APRIL 6TH, 1917! A state of war against Germany was declared in Washington! As in every nook and corner of a great nation, life on the campus of St. Olaf was revolutionized. Up went the flag on Old Main never to be taken down until after Armistice Day, except when worn by winds, suns, and rains it was replaced by an untarnished new one! It is customary now, as it was not then, to have the flag flying on Old Main every day that school is in session. And so in a special way those days the flag called forth and gave expression to the deep emotions that stirred us.

There was tension, a restless sense of uncertainty, and an eagerness to do something. There were rallies, parades, and drives of various kinds. One of the most colorful of these was the Red Cross parade. Women students dressed in Red Cross white aprons and head dress with bodices variously red or white or blue were led by the military band. With our towering Richard Hofstad, his height accentuated by his striped Uncle Sam outfit, carrying a huge American flag at the heady the procession marched down St. Olaf Avenue to Division Street. There it was joined by other groups participating in the big community parade on behalf of the Red Cross.

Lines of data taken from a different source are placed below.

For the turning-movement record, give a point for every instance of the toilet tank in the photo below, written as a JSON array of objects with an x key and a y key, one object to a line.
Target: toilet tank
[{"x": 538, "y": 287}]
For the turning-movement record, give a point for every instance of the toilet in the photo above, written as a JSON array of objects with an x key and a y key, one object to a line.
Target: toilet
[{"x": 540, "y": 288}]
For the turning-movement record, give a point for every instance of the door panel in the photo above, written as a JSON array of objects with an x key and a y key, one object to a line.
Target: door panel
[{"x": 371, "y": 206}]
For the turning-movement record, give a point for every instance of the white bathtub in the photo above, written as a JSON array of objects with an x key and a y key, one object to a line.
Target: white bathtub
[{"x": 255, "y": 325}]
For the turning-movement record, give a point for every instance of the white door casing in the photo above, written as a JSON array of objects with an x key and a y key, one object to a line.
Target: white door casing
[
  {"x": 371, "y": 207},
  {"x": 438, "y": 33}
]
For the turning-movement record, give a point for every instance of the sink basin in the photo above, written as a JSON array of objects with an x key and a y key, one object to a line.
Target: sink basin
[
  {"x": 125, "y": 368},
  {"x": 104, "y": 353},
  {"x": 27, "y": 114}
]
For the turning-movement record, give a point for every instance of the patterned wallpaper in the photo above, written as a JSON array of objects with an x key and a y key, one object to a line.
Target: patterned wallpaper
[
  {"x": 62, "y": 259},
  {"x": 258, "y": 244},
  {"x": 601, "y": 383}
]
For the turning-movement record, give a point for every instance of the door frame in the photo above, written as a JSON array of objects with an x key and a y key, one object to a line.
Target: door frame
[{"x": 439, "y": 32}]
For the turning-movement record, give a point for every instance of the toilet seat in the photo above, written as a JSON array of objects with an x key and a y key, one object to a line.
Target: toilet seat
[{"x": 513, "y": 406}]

There were not too many activities that could be organized during the remaining weeks of the 1916-1917 school year. During the summer, however, I attended a session at the University of Wisconsin where a course in Red Cross work was offered that would qualify me as director of such work at St. Olaf. By the time that college opened in the fall, we as a people were deeply involved in the war. Friends, relatives, fellow students, teachers had begun to enlist. While every effort was made to impress upon students that doing good work while attending college was also a form of patriotic service, they felt the need for doing something that involved them more directly. Particularly was this felt by the young women who had no opportunity to enlist in military service. As a consequence many of the trivia of extracurricular activities were dispensed with and the young women banded together in the St. Olaf Auxiliary of the Northfield chapter of the Red Cross.

Then the program began in earnest. A room in the west wing of Mohn Hall which had been a piano studio but now served as a reading room was converted into a surgical dressing room in which the young women under the direction of trained student supervisors made some 18,000 surgical dressings. Others learned to knit wristlets, mufflers, helmets, socks, and sweaters. Red Cross courses in first aid were organized. Similarly, courses in home nursing were taught by local R.N.’s. Food conservation classes under the direction of Miss Minnie Anderson, chairman of the home economics department, were required of every senior woman. The certificates awarded upon completion of the course, signed by the then Food Administrator, Herbert Hoover, are still prized by the recipients.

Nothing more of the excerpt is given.